Les citoyens inondent la rue, occupent les sites d’intérêts et prennent d’assaut les tribunaux. L’Etat, pendant ce temps, reste replié sur sa « raison d’état »: en soutien aux industries jugées vitales pour l’économie nationale. Or, depuis 1945 et au terme de multiples restructurations, l’agriculture est devenue cette industrie agro-alimentaire dont il faut défendre la compétitivité, pour la souveraineté de la France.
Ainsi, il est bon de noter que » […]rien n’autorise à oublier le poids central des formes verticales, des « conventions » héritées et qui pèsent, ou de la pensée stratégique du contrôle. »
« Mais cela n’autorise pas à penser cette coproduction comme indéfiniment ouverte entre « acteurs » distribués dans une sorte de monde plat. La raison en est, comme l’écrit Marion Fourcade [2009, p. 20, in Sewell], que la plupart des interactions qui comptent dans l’univers économique et politique « sont concentrées dans et autour de puissants nœuds institutionnels », que ces institutions « ont tendance à être de relativement grande envergure, centralisées et riches », que « leurs agents utilisent continûment leurs ressources considérables pour imposer des significations » et qu’ils y réussissent souvent ».
Rationalité politique et rationalité économique auraient donc…plusieurs trains d’avance dans les jeux de pouvoir mobilisés par la controverse.
Qu’entend-t-on par « gouverner » les technosciences…ou « gouverner les Eaux » par un dispositif technique comme la mégabassine?
Si nous nous référons à l’ouvrage « Le gouvernement des technosciences », gouverner est une notion complexe à définir, tant elle fait référence à des positions, des représentations, des configurations voire des hybridations. Voici quelques extraits qui en proposent une description.
- « Nous entendons « gouverner » comme la capacité de mobiliser des outils et des manières de faire pour agir et ordonner les autres […] »
- « […] nous entendons « gouverner » comme la capacité d’imaginer et de mettre en œuvre des technologies sociales, des dispositifs matériels et des discours de promesse, de crainte ou de sécurité dans le but de peser, directement ou indirectement, sur l’autonomie des individus, des institutions et des actants de toute nature «
- « […] nous entendons « gouverner » comme la capacité d’imposer légitimement les métriques qui comptent et de créer les institutions capables de les mettre en œuvre.
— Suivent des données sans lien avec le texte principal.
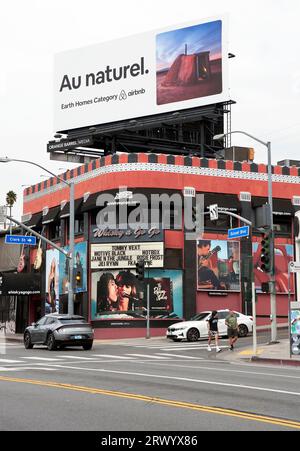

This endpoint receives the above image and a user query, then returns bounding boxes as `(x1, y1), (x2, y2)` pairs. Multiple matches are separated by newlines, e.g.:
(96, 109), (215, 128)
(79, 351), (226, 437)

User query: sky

- « […] nous entendons « gouverner », pour citer Peter Miller et Nikolas Rose [2008, p. 54], comme « la matrice historiquement construite à travers laquelle sont articulés tous les rêves, projets, stratégies et manœuvres d’autorités qui cherchent à orienter les croyances et les comportements des autres dans des directions désirées », et qui agissent par la force et la loi, ou sur les volontés et l’environnement des personnes et des groupes.«
- « On gouverne par sa capacité à s’adapter à la critique et à y répondre, mais aussi par le discours de l’inévitable, de l’urgence ou de la crise ».
- « […] la gestion du temps et de la critique est au cœur de l’art de gouverner libéral et démocratique. »
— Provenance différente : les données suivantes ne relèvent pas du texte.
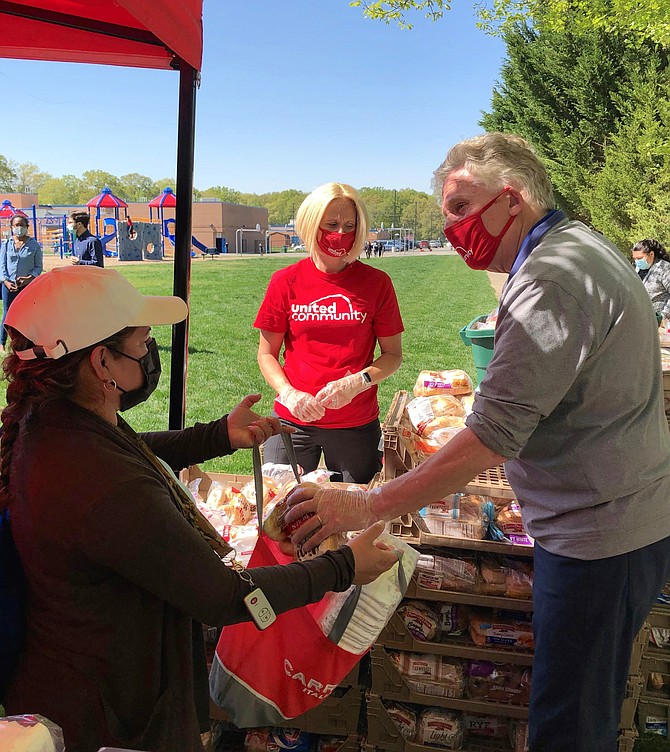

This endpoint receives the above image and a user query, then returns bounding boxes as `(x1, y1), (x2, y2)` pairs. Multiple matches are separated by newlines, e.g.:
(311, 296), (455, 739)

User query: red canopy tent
(86, 186), (128, 235)
(0, 0), (202, 428)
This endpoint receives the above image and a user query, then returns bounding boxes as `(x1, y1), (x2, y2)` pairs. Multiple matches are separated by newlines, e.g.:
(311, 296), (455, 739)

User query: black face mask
(109, 337), (161, 412)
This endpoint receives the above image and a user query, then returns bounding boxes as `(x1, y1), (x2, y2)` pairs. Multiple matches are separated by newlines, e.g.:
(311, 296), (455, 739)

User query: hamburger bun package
(414, 369), (473, 397)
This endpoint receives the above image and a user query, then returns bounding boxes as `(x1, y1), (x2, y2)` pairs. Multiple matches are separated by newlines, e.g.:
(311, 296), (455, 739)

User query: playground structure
(0, 186), (278, 261)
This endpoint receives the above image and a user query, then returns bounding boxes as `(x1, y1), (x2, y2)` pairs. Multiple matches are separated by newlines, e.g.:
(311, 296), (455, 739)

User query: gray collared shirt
(467, 220), (670, 559)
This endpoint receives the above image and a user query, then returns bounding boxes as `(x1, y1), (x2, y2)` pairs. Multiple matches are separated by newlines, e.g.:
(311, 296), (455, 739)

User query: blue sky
(0, 0), (504, 193)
Grâce à Dominique Pestre, on pense la notion de gouvernement comme très large – et complexe. D’autant, quand on pense à l’eau, ce bien commun dont nous dépendons tous, les citoyens se posent la question : qui gouverne l’eau? Le conflit autour du barrage de Sivens, et le décès de Rémi Fraisse – tué par une grenade offensive utilisée par la gendarmerie – a 10 ans déjà (2014). La légitimité de l’Etat est remise en question : son rôle « d’arbitre » des différents usages (privés/professionnels) de l’eau est-il si neutre qu’on le pense?
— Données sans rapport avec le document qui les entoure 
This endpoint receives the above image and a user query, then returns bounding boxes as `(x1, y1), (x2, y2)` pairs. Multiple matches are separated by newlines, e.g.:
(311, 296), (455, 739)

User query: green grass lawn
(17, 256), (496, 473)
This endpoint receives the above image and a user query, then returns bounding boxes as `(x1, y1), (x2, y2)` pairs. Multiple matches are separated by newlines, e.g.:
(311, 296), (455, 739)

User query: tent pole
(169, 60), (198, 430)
D’où l’Etat tire-t-il une légitimité?
« Dans la mesure du possible, il est judicieux de mobiliser des formes de légitimation : des valeurs (la démocratie ou la liberté), de la légitimité électorale ou de l’autorité institutionnelle, du savoir ou de l’expertise. On pourrait dire, en restant simple et un peu abstrait, qu’il existe trois grandes sources de légitimité dans le gouvernement des hommes et des choses : la légitimité qui dérive de l’élection ou d’une victoire dans l’espace médiatique ; le savoir, puisqu’il fonde la justesse des décisions ; et, plus récemment, l’efficiency, le fait d’obtenir des résultats, le fait de prouver que l’action est menée de façon efficace [Duran, 2012]. Mais il reste le vecteur de l’argent et ce qu’il offre, c’est-à-dire le pouvoir direct de faire et faire faire, une capacité à « tenir » les autres, une manière de faire les mondes peu « sophistiquée » (ce qui pourrait expliquer que les sciences sociales l’étudient moins), mais qui, dans sa banalité, est d’une redoutable efficacité »
Qui gouverne, au fond?
» Les oppositions entre État et société, public et privé, gouvernement et marché, coercition et consentement, souveraineté et autonomie, ou entre command and control et market instruments (comme on dit à l’OCDE dans les années 1980), sont trop simplistes et ne peuvent rendre compte de la manière dont les pouvoirs s’exercent. Gouverner n’est pas une activité propre à l’État – celui-ci n’est qu’un cas particulier –, mais implique au contraire toutes sortes d’autorités : politiques, légales, administratives, scolaires, familiales, économiques, techniques, scientifiques ou religieuses [Miller et Rose, 2008, p. 55]. »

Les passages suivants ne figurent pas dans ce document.